My son made his discovery while impatiently waiting to play a computer game on my laptop. As part of a research project, I had downloaded 45 documents from a section of the CPA Web site known as Consolidated Weekly Reports. All but three of the documents were Microsoft Word. I had one of the Word documents up on my screen when my son starting toying with the computer mouse. Somehow, inadvertently, he managed to pull down the "View" menu at the top of the screen and select the "Mark up" option. If you are in a Word document where "Track changes" has been turned on, hitting "Mark up" will reveal all the deletions and insertions ever made in the document, complete with times, dates and (sometimes) the initials of the editors.
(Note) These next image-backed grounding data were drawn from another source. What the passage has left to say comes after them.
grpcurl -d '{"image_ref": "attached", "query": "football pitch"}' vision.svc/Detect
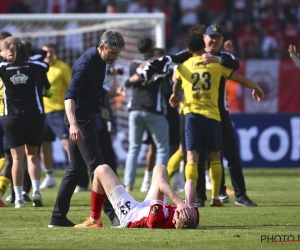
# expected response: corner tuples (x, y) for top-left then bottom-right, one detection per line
(1, 168), (299, 250)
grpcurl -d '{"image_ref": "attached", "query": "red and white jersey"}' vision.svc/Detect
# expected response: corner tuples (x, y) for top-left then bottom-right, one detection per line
(125, 200), (200, 229)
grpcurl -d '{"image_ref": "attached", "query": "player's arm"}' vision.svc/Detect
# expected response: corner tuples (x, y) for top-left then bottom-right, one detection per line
(151, 178), (195, 220)
(169, 77), (182, 108)
(229, 72), (264, 102)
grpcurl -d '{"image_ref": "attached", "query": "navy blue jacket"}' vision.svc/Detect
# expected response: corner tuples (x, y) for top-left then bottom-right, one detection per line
(65, 46), (107, 114)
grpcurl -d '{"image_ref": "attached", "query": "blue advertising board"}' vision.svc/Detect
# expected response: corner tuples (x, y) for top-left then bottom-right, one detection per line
(230, 114), (300, 167)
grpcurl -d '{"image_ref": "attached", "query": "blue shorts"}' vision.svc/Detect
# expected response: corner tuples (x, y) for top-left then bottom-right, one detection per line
(43, 111), (69, 142)
(185, 113), (222, 153)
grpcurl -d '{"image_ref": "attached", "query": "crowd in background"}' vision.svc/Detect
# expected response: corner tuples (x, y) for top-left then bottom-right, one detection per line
(1, 0), (300, 59)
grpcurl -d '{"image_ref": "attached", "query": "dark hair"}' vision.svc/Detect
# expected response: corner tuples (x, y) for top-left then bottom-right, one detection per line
(137, 37), (153, 54)
(3, 36), (28, 65)
(175, 217), (197, 229)
(22, 40), (32, 55)
(185, 32), (205, 52)
(42, 42), (57, 51)
(153, 48), (165, 58)
(0, 31), (12, 40)
(188, 24), (207, 35)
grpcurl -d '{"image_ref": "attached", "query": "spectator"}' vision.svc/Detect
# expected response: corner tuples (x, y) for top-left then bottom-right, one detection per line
(123, 37), (170, 191)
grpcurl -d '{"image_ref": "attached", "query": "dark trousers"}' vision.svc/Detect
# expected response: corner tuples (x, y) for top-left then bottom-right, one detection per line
(220, 111), (246, 198)
(52, 112), (116, 222)
(78, 127), (117, 187)
(179, 114), (206, 201)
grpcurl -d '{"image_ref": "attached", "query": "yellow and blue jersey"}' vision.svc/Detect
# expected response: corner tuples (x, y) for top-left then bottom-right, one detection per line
(175, 55), (233, 121)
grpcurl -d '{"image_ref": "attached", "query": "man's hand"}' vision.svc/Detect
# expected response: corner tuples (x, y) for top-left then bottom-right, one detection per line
(175, 202), (196, 220)
(201, 53), (219, 63)
(252, 85), (264, 102)
(169, 93), (180, 108)
(69, 124), (83, 144)
(288, 44), (298, 58)
(224, 40), (234, 54)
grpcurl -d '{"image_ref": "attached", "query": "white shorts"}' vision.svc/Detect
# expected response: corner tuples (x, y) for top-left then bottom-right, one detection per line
(107, 185), (140, 227)
(108, 183), (167, 227)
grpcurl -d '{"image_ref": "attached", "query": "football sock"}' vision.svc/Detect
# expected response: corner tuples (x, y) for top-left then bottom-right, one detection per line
(13, 186), (23, 202)
(31, 180), (40, 193)
(185, 162), (198, 186)
(210, 161), (222, 199)
(167, 150), (183, 182)
(90, 190), (106, 221)
(0, 176), (10, 197)
(0, 157), (5, 172)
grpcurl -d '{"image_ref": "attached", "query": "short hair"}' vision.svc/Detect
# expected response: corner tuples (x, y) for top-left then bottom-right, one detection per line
(188, 24), (207, 35)
(22, 40), (32, 55)
(175, 217), (197, 230)
(0, 31), (12, 40)
(185, 32), (205, 52)
(137, 37), (153, 54)
(42, 42), (57, 51)
(100, 30), (125, 50)
(3, 36), (28, 65)
(153, 48), (165, 58)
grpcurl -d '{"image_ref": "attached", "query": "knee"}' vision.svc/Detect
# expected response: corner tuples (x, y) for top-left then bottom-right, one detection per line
(95, 164), (110, 177)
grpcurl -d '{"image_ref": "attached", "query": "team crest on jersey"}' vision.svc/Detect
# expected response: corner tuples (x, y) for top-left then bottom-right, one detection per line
(151, 206), (158, 214)
(10, 70), (28, 85)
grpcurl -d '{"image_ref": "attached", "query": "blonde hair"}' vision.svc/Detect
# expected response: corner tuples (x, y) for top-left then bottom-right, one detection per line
(3, 36), (28, 65)
(175, 217), (197, 229)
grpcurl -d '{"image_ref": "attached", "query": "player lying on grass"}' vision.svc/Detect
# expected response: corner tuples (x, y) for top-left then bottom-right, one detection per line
(75, 164), (199, 229)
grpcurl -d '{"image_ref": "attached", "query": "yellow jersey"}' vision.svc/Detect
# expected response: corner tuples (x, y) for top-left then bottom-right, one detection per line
(43, 58), (71, 113)
(0, 78), (4, 116)
(176, 55), (233, 121)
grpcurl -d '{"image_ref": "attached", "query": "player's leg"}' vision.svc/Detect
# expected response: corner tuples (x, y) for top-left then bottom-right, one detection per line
(205, 118), (223, 207)
(25, 144), (43, 207)
(184, 113), (201, 187)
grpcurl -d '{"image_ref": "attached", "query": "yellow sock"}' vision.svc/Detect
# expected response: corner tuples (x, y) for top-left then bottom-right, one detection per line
(0, 157), (5, 172)
(0, 176), (10, 197)
(185, 162), (198, 186)
(167, 150), (183, 183)
(209, 161), (223, 198)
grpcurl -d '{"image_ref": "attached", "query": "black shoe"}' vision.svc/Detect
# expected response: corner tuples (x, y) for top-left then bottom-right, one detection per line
(22, 192), (32, 202)
(235, 194), (257, 206)
(219, 191), (229, 203)
(111, 216), (121, 228)
(196, 197), (205, 207)
(48, 217), (76, 228)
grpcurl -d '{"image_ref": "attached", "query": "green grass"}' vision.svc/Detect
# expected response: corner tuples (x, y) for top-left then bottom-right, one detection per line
(1, 168), (300, 250)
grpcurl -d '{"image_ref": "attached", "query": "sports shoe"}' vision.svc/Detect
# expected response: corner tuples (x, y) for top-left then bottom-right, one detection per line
(48, 217), (75, 228)
(15, 200), (25, 208)
(196, 197), (205, 207)
(74, 218), (103, 228)
(74, 186), (90, 193)
(40, 176), (56, 189)
(111, 216), (121, 228)
(0, 199), (5, 207)
(32, 191), (43, 207)
(210, 199), (224, 207)
(22, 192), (32, 202)
(235, 194), (257, 207)
(140, 180), (150, 192)
(5, 194), (15, 204)
(219, 191), (229, 203)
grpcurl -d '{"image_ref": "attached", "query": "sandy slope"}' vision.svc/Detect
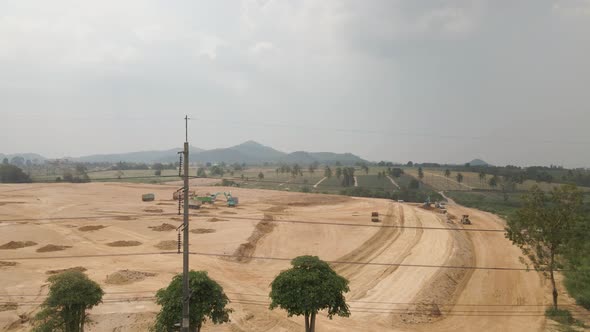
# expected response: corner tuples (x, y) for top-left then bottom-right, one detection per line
(0, 183), (552, 331)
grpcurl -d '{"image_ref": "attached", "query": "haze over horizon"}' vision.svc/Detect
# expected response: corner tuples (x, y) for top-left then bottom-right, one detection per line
(1, 1), (589, 168)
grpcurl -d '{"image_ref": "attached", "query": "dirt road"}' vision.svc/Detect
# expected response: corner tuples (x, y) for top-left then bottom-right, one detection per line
(0, 183), (553, 331)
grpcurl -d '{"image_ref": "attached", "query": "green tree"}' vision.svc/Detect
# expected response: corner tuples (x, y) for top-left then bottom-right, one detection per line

When my son did it, all the deleted passages in a document with the innocuous name "Administrator's Weekly Economic Report" suddenly appeared in blue and purple. It was the electronic equivalent of seeing every draft of an author's paper manuscript and all the penciled changes made by the editors. I soon figured out that with a few keystrokes I could see the deleted passages in 20 of the 42 Word documents I'd downloaded. For an academic like myself it was a small treasure trove, and after I'd stopped hooting and hollering it took some time before I could convince my startled son that he hadn't done anything wrong.
What was discovered was a look into the mindset of the young, unqualified politically appointed Bushites which presumed to occupy Iraq. In one document, Moore discovers that a 28 March, 2004 Weekly Economic Report contained deleted text highlighting how the CPA actually viewed the developing insurgency. In one instance, the author of the report considers the idea that insurgent groups have taken an operational pause to regroup and strengthen the insurgent action against the American occupation as "boring".
Operational Pause: A boring theory is that the terrorists are in an operational pause, needing to regroup after the recent spate of roundups. There are very few persons we have met who subscribe to this.
That alone shows the unbelievable arrogance and stupidity of the occupation administrators. To dismiss the idea that insurgents have simply gone to ground because no one would tell them that's what actually happened is the height of ignorance. Did they expect a notification from various groups telling them they would be back?

Moore's entire article is a captivating piece of work, and the source document is stunning. The administrators of the occupation were so out of touch with the reality of Iraq that they suggested that insurgent violence was a normal part of the political discourse. They referred to defeated Iraqi government officials as "losers" and, when realizing that the Iraqi population had read the hand-over timetable for June 2004 to mean that US troops would be withdrawing, decided the best thing to do was leave them in the dark and not correct the confusion.

Moore's conclusion however, demonstrates how incompetent the CPA actually was. (Emphasis mine)
Nowhere in any of these theories, including the "boring" one, does the author address the dissolution of the Iraqi Army as a major contributor to the violence. Nowhere, in fact, does the author seem to know which "bums" or "losers" are attacking the Americans or why. Indeed, the most remarkable passage in the entire deletion is a simple statement by an Iraqi businessman, whom the writer quotes in passing while explaining why American-induced economic prosperity will end the fighting. "It is nothing personal," the Iraqi says. "I like you and believe you could be bringing us a better future, but I still sympathize with those who attack the coalition because it is not right for Iraq to be occupied by foreign military forces." In the world of the CPA circa 2004, first one American glosses over this Iraqi's prophetic words, and then another tries -- unsuccessfully, as it turns out -- to delete them.
Because tossing 400,000 former combat troops onto the streets would hardly fuel an insurgency in the minds of the unqualified and the politically connected.